Les articles offrent une description détaillée des aspects différents des mots-entrées : prononciation, catégorie grammaticale, étymologie, datations qui s'étendent, si possible, sur les significations, définition accompagnée de citations d'auteurs classiques et contemporains, condition d'emploi. En fin d'article sont indiquées les séries de synonymes et d'antonymes numérotées conformément à la présentation des significations : on y trouve aussi des remarques grammaticales, orthographiques et autres. Tous ces renseignements sont fondés sur l'acquis le plus récent des recherches linguistiques. Ceci est particulièrement manifeste dans l'analyse du contenu sémantique qui tient compte de la distribution du mot dans la phrase. Ainsi la distinction des significations de convenir (v tr ind ) est fonction des constructions syntaxiques qui le caractérisent : ses significations sont réparties compte tenu du régime du verbe (convenir à convenir de, que), du sens catégoriel du sujet (sujet désignant une chose, un être animé, une ou des personnes), etc

L'approche synchronique détermine l'admission des homonymes sémantiques (par. ex.: air = fluide, air = manière d'être, air = mélodie) qui constituent des articles séparés. Quand la différenciation lexico-sémanti-que d'une forme lexicale est incomplète, elle est marquée par des chiffres romains à l'intérieur d'un seul article : par ex. : ceinture 1. «bande qui sert à tenir un vêtement » et II. « ce qui forme une enceinte », chacun des deux centres sémantiques groupant plusieurs significations.

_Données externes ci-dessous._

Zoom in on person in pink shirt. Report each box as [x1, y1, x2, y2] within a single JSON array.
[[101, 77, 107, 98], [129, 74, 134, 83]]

La partie encyclopédique, rédigée par H. Bonnard présente, classées à leur ordre alphabétique, les notions fondamentales de grammaire et de lexicologie, telles que : accent, adjectif, adverbe, argot, article, aspect, champ sémantique, connotation, discours, etc.

Au début de l'ouvrage sont décrits « les fondements lexicologiques du dictionnaire ». élaborés par L. Guilbert. Cette description porte sur la formation des unités lexicales dans la double perspective diachronique et synchronique et repose sur les principes de la grammaire générative. Conformément à ces principes « La formation des unités lexicales construites est en relation étroite avec la grammaire, la syntaxe de la phrase, en raison de la syntaxe interne inhérente à ces unités aussi bien que par leur syntaxe externe ».

Le « Grand Larousse de la langue française » s'adresse a un public cultivé, également aux francophones curieux de mieux connaître la langue qu'ils parlent et aux étrangers désireux de trouver une information circonstanciée sur la langue qu'ils apprennent à parler.